Google, Microsoft, Amazon, and many others now have Cloud based Application Programming Interfaces (APIs) where you can upload an image and have them return you the result. Most of these services rely on a large pre-trained (and often proprietary) neural network.

Exercise: Try cloud image classification

Take a photo with your phone camera or find an image online of a common daily scene. Upload it Google’s Vision AI example at https://cloud.google.com/vision/ How many objects has it correctly classified? How many did it incorrectly classify? Try the same image with Microsoft’s Computer Vision API at https://azure.microsoft.com/en-gb/services/cognitive-services/computer-vision/ Does it do any better/worse than Google?

Key Points

  • Perceptrons are artificial neurons which build neural networks.

  • A perceptron takes multiple inputs, multiplies each by a weight value and sums the weighted inputs. It then applies an activation function to the sum.

  • A single perceptron can solve simple functions which are linearly separable.

  • Multiple perceptrons can be combined to form a neural network which can solve functions that aren’t linearly separable.
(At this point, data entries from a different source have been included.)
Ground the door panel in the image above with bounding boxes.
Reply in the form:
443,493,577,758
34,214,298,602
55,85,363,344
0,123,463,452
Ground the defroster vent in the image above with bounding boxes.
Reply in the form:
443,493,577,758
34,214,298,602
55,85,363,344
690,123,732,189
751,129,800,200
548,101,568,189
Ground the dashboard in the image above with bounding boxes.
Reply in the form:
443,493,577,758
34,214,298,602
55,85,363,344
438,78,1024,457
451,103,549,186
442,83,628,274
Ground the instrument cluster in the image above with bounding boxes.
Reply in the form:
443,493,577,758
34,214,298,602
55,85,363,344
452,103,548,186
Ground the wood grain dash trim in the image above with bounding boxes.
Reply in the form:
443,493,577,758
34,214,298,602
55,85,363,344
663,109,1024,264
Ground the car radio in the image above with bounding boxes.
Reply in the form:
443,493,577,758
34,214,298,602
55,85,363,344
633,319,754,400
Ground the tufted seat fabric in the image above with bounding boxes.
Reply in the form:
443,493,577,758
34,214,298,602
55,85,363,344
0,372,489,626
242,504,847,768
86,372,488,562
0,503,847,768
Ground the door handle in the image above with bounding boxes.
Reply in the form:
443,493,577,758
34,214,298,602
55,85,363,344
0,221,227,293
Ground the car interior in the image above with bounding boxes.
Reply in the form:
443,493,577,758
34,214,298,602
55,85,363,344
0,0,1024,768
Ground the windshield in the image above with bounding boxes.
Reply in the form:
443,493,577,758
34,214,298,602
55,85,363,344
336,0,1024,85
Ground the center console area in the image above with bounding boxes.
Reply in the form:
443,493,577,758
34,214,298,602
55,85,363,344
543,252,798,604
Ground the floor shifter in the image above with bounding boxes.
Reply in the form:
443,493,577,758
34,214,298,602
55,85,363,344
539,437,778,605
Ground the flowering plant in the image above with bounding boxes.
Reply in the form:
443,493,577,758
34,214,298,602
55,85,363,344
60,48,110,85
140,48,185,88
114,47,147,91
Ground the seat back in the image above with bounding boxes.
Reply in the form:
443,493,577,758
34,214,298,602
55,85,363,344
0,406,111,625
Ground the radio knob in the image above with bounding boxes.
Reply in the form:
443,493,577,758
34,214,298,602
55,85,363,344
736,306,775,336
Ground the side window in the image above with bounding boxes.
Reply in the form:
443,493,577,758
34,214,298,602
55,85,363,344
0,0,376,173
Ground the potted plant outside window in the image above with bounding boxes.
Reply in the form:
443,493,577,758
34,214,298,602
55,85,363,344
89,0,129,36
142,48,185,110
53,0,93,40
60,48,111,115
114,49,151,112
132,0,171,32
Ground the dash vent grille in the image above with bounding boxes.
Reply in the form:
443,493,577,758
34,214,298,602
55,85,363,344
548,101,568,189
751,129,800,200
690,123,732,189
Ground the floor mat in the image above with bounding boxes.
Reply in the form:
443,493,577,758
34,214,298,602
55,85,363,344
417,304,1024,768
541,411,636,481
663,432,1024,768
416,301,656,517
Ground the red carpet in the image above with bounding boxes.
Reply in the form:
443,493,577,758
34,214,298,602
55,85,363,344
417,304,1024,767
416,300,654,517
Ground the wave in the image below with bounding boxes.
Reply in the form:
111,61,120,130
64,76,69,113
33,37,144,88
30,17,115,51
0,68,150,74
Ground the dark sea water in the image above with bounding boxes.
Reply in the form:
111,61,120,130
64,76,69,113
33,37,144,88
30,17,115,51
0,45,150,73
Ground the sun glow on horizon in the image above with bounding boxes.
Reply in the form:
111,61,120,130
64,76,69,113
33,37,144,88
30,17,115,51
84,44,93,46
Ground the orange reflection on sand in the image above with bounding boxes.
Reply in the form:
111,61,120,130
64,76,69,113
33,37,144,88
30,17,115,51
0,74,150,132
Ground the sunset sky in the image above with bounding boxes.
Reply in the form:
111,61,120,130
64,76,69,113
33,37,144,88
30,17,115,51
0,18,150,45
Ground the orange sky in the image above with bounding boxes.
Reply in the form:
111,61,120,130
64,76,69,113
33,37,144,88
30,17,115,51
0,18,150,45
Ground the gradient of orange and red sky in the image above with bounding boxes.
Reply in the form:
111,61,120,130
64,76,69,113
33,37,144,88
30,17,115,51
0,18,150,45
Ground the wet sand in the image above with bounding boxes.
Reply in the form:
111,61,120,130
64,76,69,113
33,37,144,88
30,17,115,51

  • We can train a whole neural network with the back propagation algorithm. Scikit-learn includes an implementation of this algorithm.

  • Training a neural network requires some training data to show the network examples of what to learn.

  • To validate our training we split the the training data into a training set and a test set.

  • To ensure the whole dataset can be used in training and testing we can train multiple times with different subsets of the data acting as training/testing data. This is called cross validation.

  • Deep learning neural networks are a very powerful modern technique. Scikit learn does not support these but other libraries like Tensorflow do.

  • Several companies now offer cloud APIs where we can train neural networks on powerful computers.